Einde inhoudsopgave
Contractuele samenwerkingsverbanden in de BTW (FM nr. 133) 2009/22.2.4.3
22.2.4.3 Samenwerkende partijen zijn belastingplichtigen
A.J. van Doesum, datum 01-01-2009
- Datum
01-01-2009
- Auteur
A.J. van Doesum
- JCDI
JCDI:ADS366944:1
- Vakgebied(en)
Omzetbelasting (V)
Onbekend (V)
Omzetbelasting / Algemeen
Europees belastingrecht / Richtlijnen EU
Omzetbelasting / Aftrek en teruggaaf
Fiscaal ondernemingsrecht (V)
Omzetbelasting / Belastingplichtige en -schuldige
Ondernemingsrecht / Personenvennootschappen
Europees belastingrecht / Algemeen
Voetnoten
Voetnoten
HR 5 juni 1991, nr. 26 574, BNB 1991/243.
Dit betekent dat bij partage tussen een niet-belastingplichtige en een belastingplichtige, cumulatie van belasting op kan treden, indien de niet-belastingplichtige degene is die jegens de afnemers optreedt en de belastingplichtige btw in rekening brengt aan de niet belastingplichtige.
Vgl. Fiscale Encyclopedie De Vakstudie, Wet op de omzetbelasting 1968, Kluwer, Deventer (losbl.), art. 4, aantekening 13.6.21, Rapport van de Commissie Samenwerkingsverbanden in de omzetbelasting, Geschriften van de Vereniging voor Belastingwetenschap, nr. 214, Kluwer, Deventer, 2000, blz. 31, Gj. van Norden, De personenvennootschap ten opzichte van enige andere samenwerkingsvormen in de BTW, TFO 2005, nr. 77, blz. 39. Zie ook: conclusie van A-G Overgaauw van 12 september 2002, nr. 37 800, BNB 2004/66, punt 5.2.
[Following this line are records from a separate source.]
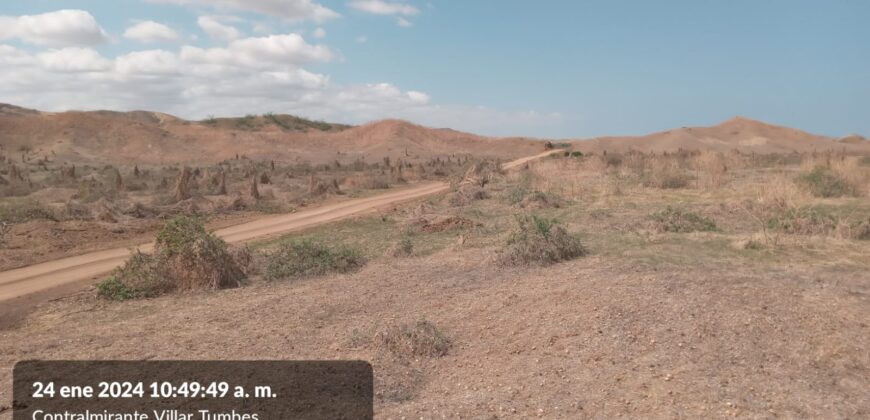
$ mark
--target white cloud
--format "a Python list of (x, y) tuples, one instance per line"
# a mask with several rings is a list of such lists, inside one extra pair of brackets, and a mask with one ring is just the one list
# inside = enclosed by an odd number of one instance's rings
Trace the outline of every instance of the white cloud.
[(17, 38), (51, 46), (88, 46), (108, 38), (96, 19), (84, 10), (58, 10), (40, 15), (0, 16), (0, 40)]
[(211, 16), (200, 16), (196, 23), (208, 36), (221, 41), (233, 41), (242, 36), (235, 27), (224, 25)]
[(168, 42), (178, 39), (178, 32), (162, 23), (146, 20), (127, 28), (124, 38), (144, 43)]
[(429, 97), (429, 95), (427, 95), (423, 92), (417, 92), (414, 90), (409, 90), (407, 95), (408, 95), (408, 98), (410, 98), (414, 103), (418, 103), (418, 104), (428, 104), (429, 100), (431, 99)]
[(64, 48), (40, 53), (40, 63), (57, 72), (98, 72), (112, 67), (112, 62), (91, 48)]
[(221, 9), (257, 12), (290, 21), (313, 20), (323, 22), (340, 15), (312, 0), (147, 0), (152, 3), (178, 5), (198, 4)]
[(190, 63), (252, 68), (327, 62), (333, 56), (329, 48), (311, 45), (299, 34), (239, 39), (226, 48), (185, 46), (181, 49), (181, 58)]
[(413, 16), (420, 13), (419, 9), (410, 4), (383, 0), (353, 0), (348, 5), (354, 9), (375, 15)]
[(0, 44), (0, 65), (4, 68), (26, 66), (33, 62), (34, 58), (27, 52), (11, 45)]
[(119, 77), (171, 75), (181, 72), (181, 60), (165, 50), (135, 51), (115, 59)]

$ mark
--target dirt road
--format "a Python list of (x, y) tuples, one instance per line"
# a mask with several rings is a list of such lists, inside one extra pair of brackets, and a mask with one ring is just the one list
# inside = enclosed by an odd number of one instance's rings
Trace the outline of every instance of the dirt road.
[[(515, 168), (553, 152), (548, 151), (508, 162), (503, 165), (503, 168)], [(325, 205), (298, 213), (267, 217), (220, 229), (215, 231), (215, 233), (229, 243), (263, 239), (376, 211), (384, 206), (437, 194), (446, 191), (448, 188), (449, 185), (444, 182), (420, 184), (374, 197)], [(148, 243), (135, 248), (142, 252), (150, 252), (153, 250), (153, 247), (153, 243)], [(129, 255), (130, 249), (116, 248), (2, 272), (0, 273), (0, 302), (3, 303), (6, 309), (11, 309), (14, 306), (19, 307), (18, 303), (32, 306), (34, 304), (33, 294), (62, 288), (63, 286), (69, 287), (73, 284), (81, 284), (82, 282), (105, 275), (122, 265)], [(7, 311), (0, 311), (0, 318), (8, 315), (4, 312)]]

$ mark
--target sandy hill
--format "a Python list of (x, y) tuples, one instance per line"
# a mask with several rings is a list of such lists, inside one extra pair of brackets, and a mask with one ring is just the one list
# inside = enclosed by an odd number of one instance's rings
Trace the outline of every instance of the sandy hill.
[(637, 150), (664, 152), (683, 150), (789, 153), (823, 150), (846, 150), (850, 153), (870, 153), (870, 142), (843, 142), (810, 134), (793, 128), (780, 127), (736, 117), (712, 127), (685, 127), (646, 136), (598, 137), (573, 142), (576, 149), (586, 152)]
[(857, 134), (850, 134), (845, 137), (840, 137), (840, 143), (867, 144), (867, 139)]
[(50, 113), (12, 105), (0, 105), (0, 146), (72, 162), (125, 164), (217, 162), (236, 154), (312, 163), (452, 154), (510, 159), (543, 150), (532, 139), (482, 137), (398, 120), (358, 127), (272, 114), (187, 121), (147, 111)]

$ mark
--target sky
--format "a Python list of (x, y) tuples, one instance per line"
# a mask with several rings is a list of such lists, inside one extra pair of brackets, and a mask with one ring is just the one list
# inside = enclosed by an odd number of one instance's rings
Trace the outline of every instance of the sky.
[(0, 102), (587, 138), (870, 136), (866, 0), (6, 0)]

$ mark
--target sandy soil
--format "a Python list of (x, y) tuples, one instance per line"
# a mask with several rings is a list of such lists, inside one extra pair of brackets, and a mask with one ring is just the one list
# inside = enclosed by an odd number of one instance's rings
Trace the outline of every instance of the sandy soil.
[[(504, 167), (505, 169), (518, 167), (551, 153), (552, 151), (549, 151), (522, 158), (506, 163)], [(446, 191), (447, 188), (448, 185), (443, 182), (425, 183), (374, 197), (348, 200), (297, 213), (262, 218), (220, 229), (215, 233), (229, 243), (263, 239), (321, 223), (357, 216), (383, 206), (437, 194)], [(150, 252), (153, 244), (140, 244), (135, 248), (142, 252)], [(94, 279), (122, 265), (129, 255), (130, 248), (128, 247), (113, 248), (0, 272), (0, 302), (4, 303), (4, 310), (0, 311), (0, 315), (11, 317), (11, 314), (24, 309), (16, 303), (16, 299), (40, 291)], [(32, 299), (22, 299), (21, 302), (26, 303), (27, 306), (32, 305)]]
[[(435, 194), (447, 188), (448, 185), (441, 182), (421, 184), (374, 197), (348, 200), (297, 213), (262, 218), (220, 229), (215, 233), (229, 243), (264, 238), (364, 214), (381, 206)], [(142, 252), (151, 252), (153, 246), (153, 243), (147, 243), (135, 248)], [(129, 255), (130, 248), (113, 248), (4, 271), (0, 273), (0, 302), (3, 302), (4, 306), (8, 303), (9, 306), (6, 306), (3, 312), (16, 306), (14, 302), (16, 298), (106, 274), (122, 265)]]
[[(870, 415), (864, 272), (602, 256), (508, 270), (492, 257), (448, 250), (121, 304), (83, 292), (0, 332), (0, 394), (21, 359), (365, 359), (379, 418)], [(372, 345), (373, 331), (420, 318), (452, 341), (446, 356)]]

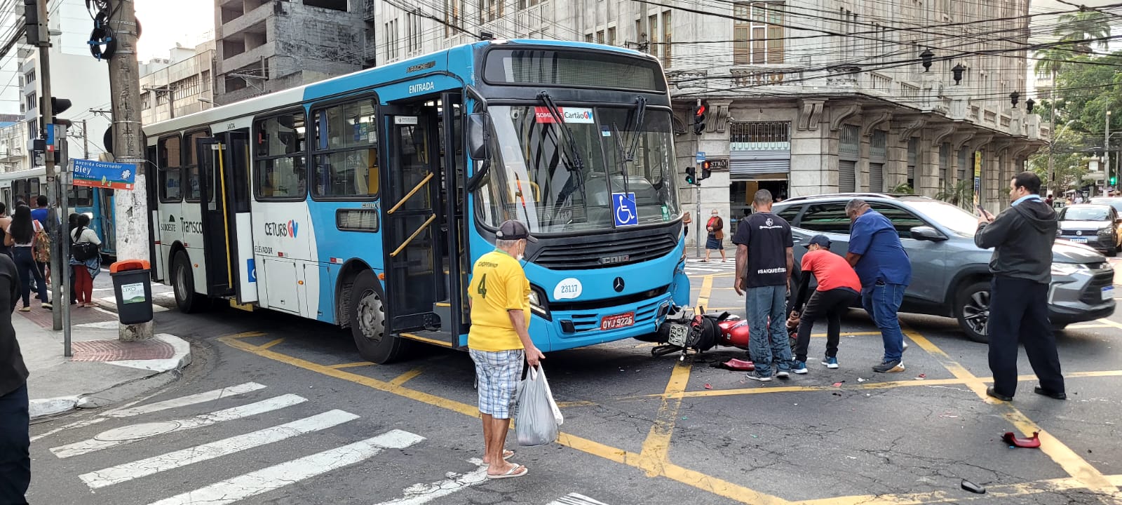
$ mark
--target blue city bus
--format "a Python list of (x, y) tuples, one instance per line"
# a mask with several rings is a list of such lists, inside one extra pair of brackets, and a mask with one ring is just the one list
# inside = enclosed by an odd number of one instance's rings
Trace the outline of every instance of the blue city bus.
[(537, 347), (644, 336), (690, 293), (670, 105), (650, 55), (489, 40), (148, 125), (154, 276), (381, 364), (467, 346), (471, 265), (518, 219)]
[[(35, 199), (47, 194), (46, 168), (0, 174), (0, 200), (8, 205), (11, 214), (16, 202), (35, 206)], [(90, 217), (90, 228), (101, 237), (101, 254), (111, 258), (117, 254), (117, 229), (113, 228), (113, 190), (100, 187), (72, 187), (68, 196), (68, 212)], [(65, 219), (65, 218), (63, 218)]]

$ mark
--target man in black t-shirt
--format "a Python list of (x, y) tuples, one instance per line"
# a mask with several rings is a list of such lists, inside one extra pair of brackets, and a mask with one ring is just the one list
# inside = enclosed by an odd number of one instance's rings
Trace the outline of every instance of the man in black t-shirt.
[(0, 255), (0, 504), (26, 504), (31, 481), (27, 366), (11, 325), (18, 284), (16, 264)]
[(756, 213), (741, 220), (733, 237), (736, 245), (736, 294), (747, 292), (748, 352), (755, 371), (747, 377), (767, 382), (772, 361), (779, 378), (790, 377), (791, 346), (787, 336), (787, 294), (794, 268), (791, 224), (771, 211), (772, 195), (756, 192)]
Een belang zou wel gelegen kunnen zijn in de gevolgen voor de heffing van omzetbelasting ter zake van de handelingen jegens derden. Als sprake is van partage, dan is ieder van de in partage handelende partijen btw verschuldigd over zijn aandeel in de totaalprestatie. Is één van beide géén belastingplichtige, dan zal hij over zijn aandeel geen btw verschuldigd zijn.
Niets belet niet-belastingplichtigen een partageovereenkomst te sluiten. Zo zou een toneelvoorstelling kunnen worden opgevoerd in de samenwerking op partage tussen een niet belastingplichtige toneelgroep en een belastingplichtige exploitant van een schouwburg. Een dergelijke situatie is echter niet terug te vinden in de jurisprudentie. Met het arrest van 5 juni 1991 lijkt de Hoge Raad aangegeven te hebben dat partagebenadering in de btw slechts mogelijk is, indien sprake is van twee of meer belastingplichtigen, aangezien de Hoge Raad oordeelde dat een bedrijfsmiddel deel uitmaakte van zowel het bedrijf van de ene als van de andere belastingplichtige.1 Dit duidt erop dat de partijen bij een partageovereenkomst belastingplichtigen dienen te zijn.2 Ook in de literatuur wordt algemeen aangenomen dat de deelnemers aan een partageovereenkomst belastingplichtigen dienen te zijn, willen aan die overeenkomst de voor het partageleerstuk kenmerkende gevolgen worden verbonden.3
Zouden de partijen bij een partageovereenkomst geen belastingplichtigen zijn, dan komt aan de specifieke btw behandeling van partageovereenkomsten geen belang meer toe voor wat betreft de verdeling van de opbrengsten.4 De vraag bij partage is immers of de verdeling van de opbrengsten tussen de in partage handelende partijen de vergoeding vormt voor een belastbare handeling van de één aan de ander. Handelingen tussen niet-belastingplichtigen zijn niet aan de heffing van btw onderworpen. De eis dat de partijen bij een partageovereenkomst belastingplichtigen moeten zijn, acht ik vanuit die gedachte dan ook verklaarbaar.